New research: Do investors prefer female CFOs?
Natalee Roan
April 30th, 2009New research reported on CFO.com "purports to show that the stock market reacts more favorably to both acquisition announcements and secondary equity offerings made by companies whose finance function is run by women." The article goes on to state that "the stock-price reaction to acquisitions was approximately 2 percent better when women were running the finance department," and that "women seemed to have an edge when it came to making secondary equity offerings. There, too, the market reaction was about 2 percent better for companies where a woman was in charge of finance."
As someone who has evaluated hundreds of business plans from CEOs of both genders as a consultant, angel investor and overall startup junkie, I believe this study backs up what I have found to be pervasively true: The business plans and strategic decisions made by women leaders in positions of financial responsibility tend to be much more conservative that those of their male peers. This has severely hurt women-owned companies when they attempt to raise capital. Because business plans created by male entrepreneurs tend to be overly optimistic, venture capital firms have been trained to take whatever numbers are presented to them and cut them back significantly to perform worse-case scenarios prior to rendering an investment decision. When the same stress test is performed on a woman entrepreneur's already conservative numbers, the resulting output doesn't look attractive enough to the potential investors and they walk away. This is partly why female-led companies received less than 5% of venture capital in 2007. (I don't yet have 2008 numbers but my bet is they won't be much different, or possibly worse.)

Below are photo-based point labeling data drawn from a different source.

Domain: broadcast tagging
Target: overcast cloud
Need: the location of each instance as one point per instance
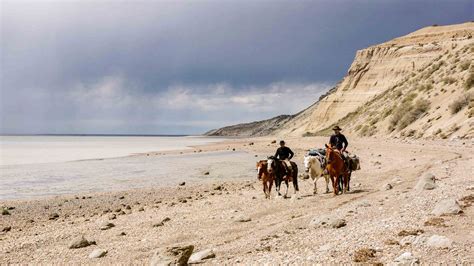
(184, 67)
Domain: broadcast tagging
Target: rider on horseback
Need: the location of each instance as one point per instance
(339, 142)
(285, 154)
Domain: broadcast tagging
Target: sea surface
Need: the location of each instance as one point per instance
(48, 149)
(43, 166)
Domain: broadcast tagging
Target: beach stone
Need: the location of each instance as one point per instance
(437, 241)
(172, 256)
(447, 207)
(426, 182)
(106, 225)
(199, 256)
(406, 258)
(53, 216)
(80, 242)
(337, 223)
(243, 219)
(97, 253)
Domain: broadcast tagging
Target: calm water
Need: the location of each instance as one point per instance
(46, 166)
(47, 149)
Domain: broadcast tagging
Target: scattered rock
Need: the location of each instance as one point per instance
(426, 182)
(53, 216)
(364, 254)
(435, 221)
(412, 232)
(412, 240)
(199, 256)
(406, 259)
(437, 241)
(97, 253)
(162, 222)
(337, 223)
(391, 242)
(172, 256)
(80, 242)
(327, 222)
(106, 225)
(447, 207)
(243, 219)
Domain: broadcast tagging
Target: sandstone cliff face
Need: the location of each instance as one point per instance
(435, 63)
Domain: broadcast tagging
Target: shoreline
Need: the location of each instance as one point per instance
(208, 215)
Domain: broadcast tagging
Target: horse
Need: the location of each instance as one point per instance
(336, 168)
(314, 166)
(276, 167)
(265, 177)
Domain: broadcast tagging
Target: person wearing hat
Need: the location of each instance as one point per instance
(285, 154)
(339, 142)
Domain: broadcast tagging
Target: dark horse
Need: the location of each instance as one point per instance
(276, 167)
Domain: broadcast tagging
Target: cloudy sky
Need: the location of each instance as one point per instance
(184, 67)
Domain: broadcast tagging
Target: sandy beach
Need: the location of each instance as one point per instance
(374, 223)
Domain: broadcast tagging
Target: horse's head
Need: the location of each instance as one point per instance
(329, 153)
(261, 168)
(308, 161)
(271, 164)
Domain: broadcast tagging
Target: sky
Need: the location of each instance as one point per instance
(185, 67)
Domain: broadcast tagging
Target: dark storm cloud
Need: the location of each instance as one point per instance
(113, 66)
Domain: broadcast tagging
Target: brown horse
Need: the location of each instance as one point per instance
(336, 169)
(265, 177)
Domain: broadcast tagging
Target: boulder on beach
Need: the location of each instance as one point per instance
(172, 256)
(406, 258)
(80, 242)
(97, 253)
(437, 241)
(199, 256)
(447, 207)
(106, 225)
(426, 182)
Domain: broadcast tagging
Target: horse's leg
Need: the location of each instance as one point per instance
(295, 180)
(326, 177)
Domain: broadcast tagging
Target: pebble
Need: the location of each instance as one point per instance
(97, 253)
(80, 242)
(437, 241)
(199, 256)
(106, 225)
(446, 207)
(178, 255)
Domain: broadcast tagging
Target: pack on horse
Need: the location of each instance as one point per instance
(337, 169)
(276, 167)
(265, 177)
(315, 164)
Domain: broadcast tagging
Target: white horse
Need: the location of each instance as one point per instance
(314, 166)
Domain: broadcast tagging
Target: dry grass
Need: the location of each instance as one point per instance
(364, 255)
(458, 104)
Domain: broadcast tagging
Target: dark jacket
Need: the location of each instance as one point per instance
(284, 152)
(338, 141)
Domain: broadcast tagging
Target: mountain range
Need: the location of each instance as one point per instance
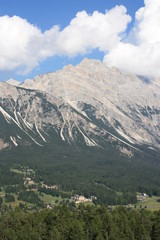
(84, 105)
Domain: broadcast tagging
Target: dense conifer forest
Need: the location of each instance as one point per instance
(79, 223)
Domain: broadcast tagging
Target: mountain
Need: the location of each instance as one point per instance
(85, 104)
(89, 129)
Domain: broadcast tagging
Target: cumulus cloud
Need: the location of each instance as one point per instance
(141, 54)
(23, 45)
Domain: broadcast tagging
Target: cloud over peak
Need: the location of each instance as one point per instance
(23, 45)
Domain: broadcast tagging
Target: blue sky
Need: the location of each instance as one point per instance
(44, 14)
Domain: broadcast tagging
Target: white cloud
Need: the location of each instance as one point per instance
(141, 55)
(87, 32)
(23, 45)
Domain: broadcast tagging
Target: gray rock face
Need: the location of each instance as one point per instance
(88, 103)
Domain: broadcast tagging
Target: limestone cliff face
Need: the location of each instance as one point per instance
(88, 102)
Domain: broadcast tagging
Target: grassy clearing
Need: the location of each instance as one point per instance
(150, 202)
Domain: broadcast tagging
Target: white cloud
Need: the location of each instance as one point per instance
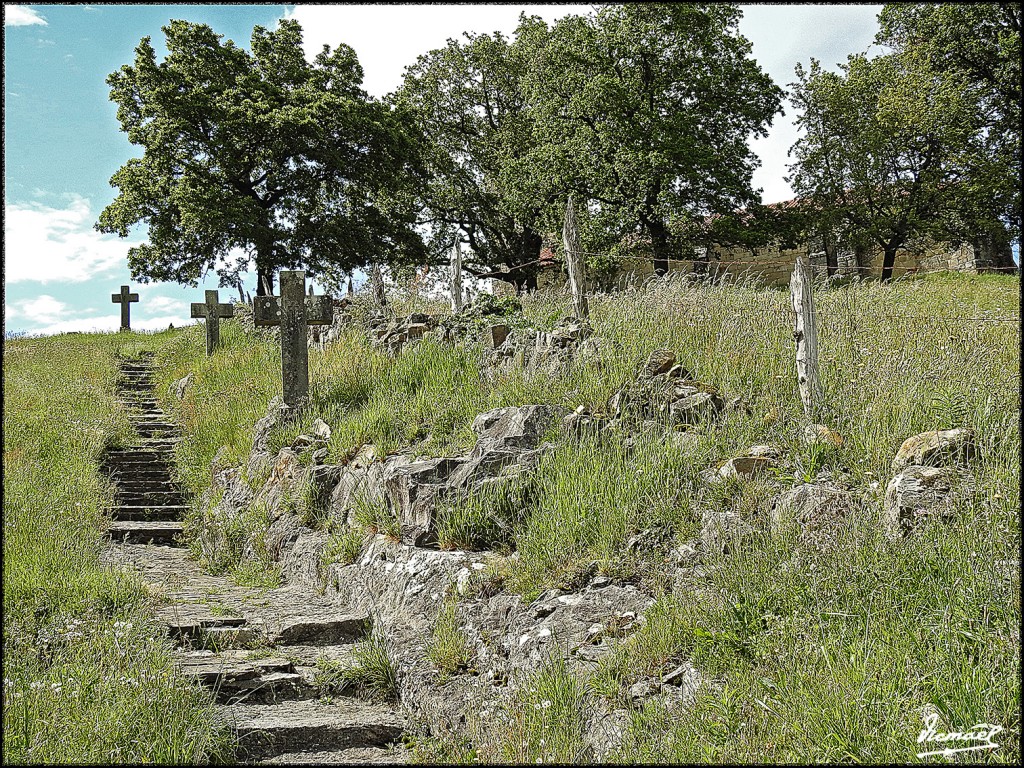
(43, 308)
(162, 304)
(19, 15)
(388, 38)
(48, 245)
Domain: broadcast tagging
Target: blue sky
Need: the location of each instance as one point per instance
(62, 141)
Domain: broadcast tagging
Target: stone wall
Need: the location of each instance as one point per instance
(773, 265)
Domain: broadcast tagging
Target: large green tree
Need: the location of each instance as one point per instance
(262, 154)
(979, 44)
(477, 133)
(644, 111)
(879, 155)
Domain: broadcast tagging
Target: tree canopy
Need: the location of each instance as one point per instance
(262, 154)
(477, 133)
(645, 110)
(979, 45)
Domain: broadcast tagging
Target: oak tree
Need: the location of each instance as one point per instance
(645, 111)
(257, 157)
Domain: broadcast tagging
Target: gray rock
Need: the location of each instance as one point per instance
(179, 386)
(915, 494)
(935, 449)
(412, 491)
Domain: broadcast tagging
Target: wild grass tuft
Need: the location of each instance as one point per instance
(87, 677)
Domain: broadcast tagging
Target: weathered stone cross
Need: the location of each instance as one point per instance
(123, 299)
(212, 311)
(294, 311)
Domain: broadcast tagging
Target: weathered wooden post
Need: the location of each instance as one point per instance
(212, 311)
(294, 312)
(377, 283)
(571, 242)
(806, 335)
(124, 299)
(456, 279)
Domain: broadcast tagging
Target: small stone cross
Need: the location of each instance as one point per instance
(294, 311)
(212, 311)
(124, 298)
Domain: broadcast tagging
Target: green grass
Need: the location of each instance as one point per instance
(87, 676)
(809, 651)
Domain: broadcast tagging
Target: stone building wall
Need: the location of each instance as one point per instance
(773, 265)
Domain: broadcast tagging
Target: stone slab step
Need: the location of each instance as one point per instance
(145, 485)
(185, 626)
(152, 531)
(212, 669)
(143, 473)
(150, 499)
(322, 630)
(352, 756)
(150, 512)
(306, 725)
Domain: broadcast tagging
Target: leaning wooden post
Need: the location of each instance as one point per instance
(212, 311)
(456, 279)
(806, 335)
(294, 311)
(571, 242)
(124, 299)
(377, 283)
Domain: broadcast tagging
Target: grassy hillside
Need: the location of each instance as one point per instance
(87, 674)
(811, 650)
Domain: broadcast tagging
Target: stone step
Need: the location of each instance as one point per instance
(136, 459)
(190, 629)
(394, 755)
(235, 679)
(117, 475)
(151, 499)
(150, 512)
(318, 631)
(148, 531)
(308, 725)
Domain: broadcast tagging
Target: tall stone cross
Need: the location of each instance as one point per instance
(212, 311)
(456, 278)
(572, 261)
(124, 299)
(294, 311)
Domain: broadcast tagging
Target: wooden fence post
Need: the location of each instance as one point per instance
(571, 242)
(456, 279)
(806, 335)
(377, 283)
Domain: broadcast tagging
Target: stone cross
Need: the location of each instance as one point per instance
(294, 311)
(212, 311)
(124, 298)
(806, 336)
(377, 283)
(456, 279)
(571, 242)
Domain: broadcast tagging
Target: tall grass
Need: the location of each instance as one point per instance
(87, 676)
(809, 651)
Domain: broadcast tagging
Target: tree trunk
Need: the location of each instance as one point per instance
(659, 245)
(264, 282)
(888, 261)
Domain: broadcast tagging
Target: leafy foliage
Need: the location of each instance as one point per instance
(263, 152)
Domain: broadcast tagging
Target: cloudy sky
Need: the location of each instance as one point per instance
(62, 141)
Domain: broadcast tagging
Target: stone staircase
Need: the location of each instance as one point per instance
(261, 653)
(148, 506)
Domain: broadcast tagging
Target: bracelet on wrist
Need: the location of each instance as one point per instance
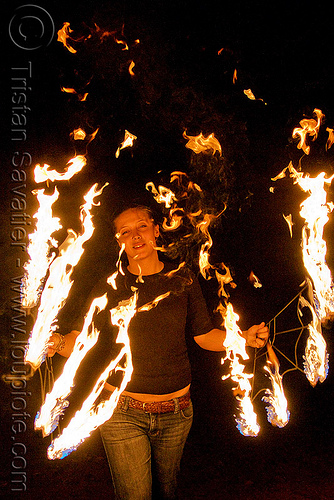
(61, 344)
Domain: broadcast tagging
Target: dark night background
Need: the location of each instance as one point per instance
(284, 55)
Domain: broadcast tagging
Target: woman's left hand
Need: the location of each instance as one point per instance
(256, 335)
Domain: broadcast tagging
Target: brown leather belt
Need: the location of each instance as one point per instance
(156, 406)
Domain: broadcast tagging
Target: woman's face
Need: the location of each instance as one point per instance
(137, 232)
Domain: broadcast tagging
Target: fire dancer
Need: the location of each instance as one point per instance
(145, 437)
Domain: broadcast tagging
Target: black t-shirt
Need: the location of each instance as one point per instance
(158, 335)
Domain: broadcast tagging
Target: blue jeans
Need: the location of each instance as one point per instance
(144, 451)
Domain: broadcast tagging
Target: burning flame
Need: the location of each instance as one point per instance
(40, 245)
(55, 402)
(132, 65)
(288, 220)
(75, 165)
(91, 416)
(316, 356)
(250, 94)
(254, 280)
(127, 143)
(277, 412)
(201, 144)
(235, 346)
(162, 195)
(59, 282)
(315, 210)
(330, 139)
(64, 35)
(309, 127)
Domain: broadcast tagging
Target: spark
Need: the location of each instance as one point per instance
(55, 402)
(59, 282)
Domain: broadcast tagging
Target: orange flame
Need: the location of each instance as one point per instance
(64, 37)
(288, 219)
(75, 165)
(235, 346)
(330, 139)
(55, 402)
(127, 143)
(59, 282)
(254, 280)
(132, 65)
(162, 195)
(314, 211)
(309, 127)
(316, 356)
(40, 244)
(277, 412)
(91, 416)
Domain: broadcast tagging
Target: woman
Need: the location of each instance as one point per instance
(145, 437)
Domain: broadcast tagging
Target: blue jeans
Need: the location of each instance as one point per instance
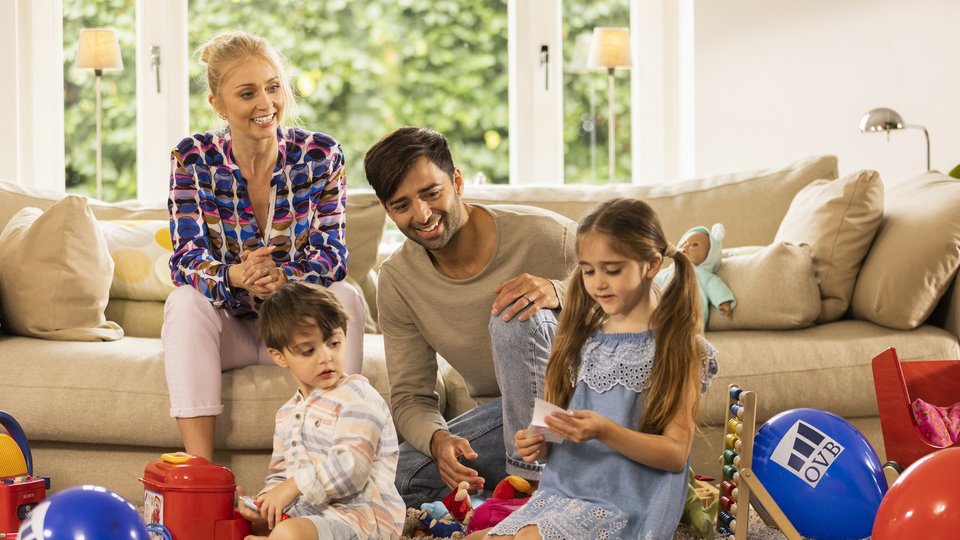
(520, 353)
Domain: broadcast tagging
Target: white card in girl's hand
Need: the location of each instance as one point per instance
(538, 425)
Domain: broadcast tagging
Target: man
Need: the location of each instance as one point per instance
(478, 285)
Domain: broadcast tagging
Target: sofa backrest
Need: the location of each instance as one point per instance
(750, 204)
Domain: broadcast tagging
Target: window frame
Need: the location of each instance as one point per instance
(661, 92)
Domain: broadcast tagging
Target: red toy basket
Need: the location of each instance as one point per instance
(898, 384)
(193, 498)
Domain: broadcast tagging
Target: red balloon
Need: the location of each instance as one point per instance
(924, 502)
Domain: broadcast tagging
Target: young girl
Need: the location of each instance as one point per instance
(630, 370)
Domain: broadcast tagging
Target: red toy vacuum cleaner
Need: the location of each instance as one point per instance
(20, 491)
(192, 498)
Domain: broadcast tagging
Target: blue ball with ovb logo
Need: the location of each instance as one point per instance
(90, 512)
(821, 471)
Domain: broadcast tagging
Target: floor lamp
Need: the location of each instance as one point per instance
(99, 50)
(610, 50)
(884, 119)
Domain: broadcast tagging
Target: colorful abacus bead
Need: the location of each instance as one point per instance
(737, 410)
(729, 521)
(729, 488)
(731, 440)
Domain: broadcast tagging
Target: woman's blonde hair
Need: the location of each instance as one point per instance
(223, 53)
(633, 230)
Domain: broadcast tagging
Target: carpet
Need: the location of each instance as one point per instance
(758, 530)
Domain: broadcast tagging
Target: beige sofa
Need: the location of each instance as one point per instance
(97, 411)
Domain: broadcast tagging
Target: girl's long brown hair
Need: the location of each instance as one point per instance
(633, 229)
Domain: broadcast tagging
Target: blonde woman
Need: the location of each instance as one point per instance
(252, 206)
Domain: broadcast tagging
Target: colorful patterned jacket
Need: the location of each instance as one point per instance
(212, 220)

Hopefully venture firms and angel investors will figure out what Wall Street investors may already have - that women leaders in positions of financial responsibility are generally less likely to be overly optimistic, rarely hype, and are more critical when evaluating potential ROI - making them safer bets for their investment dollars. A few venture firms have indeed figured this out and are actually seeking out women-owned companies to better balance their portfilios. Others are working with Astia (www.astia.org) to help women entrepreneurs get on a more level playing field with their male counterparts. Given that women are starting businesses at nearly three times the rate of men, it's critical that there is more of a meeting of the minds between how a woman presents her business plan to investors, and how those investors interpret and evaluate the assumptions they're presented with. Until the playing field has been leveled (as indicated by the amount of venture funding going to female-led businesses), I highly recommend Astia's program and their classes.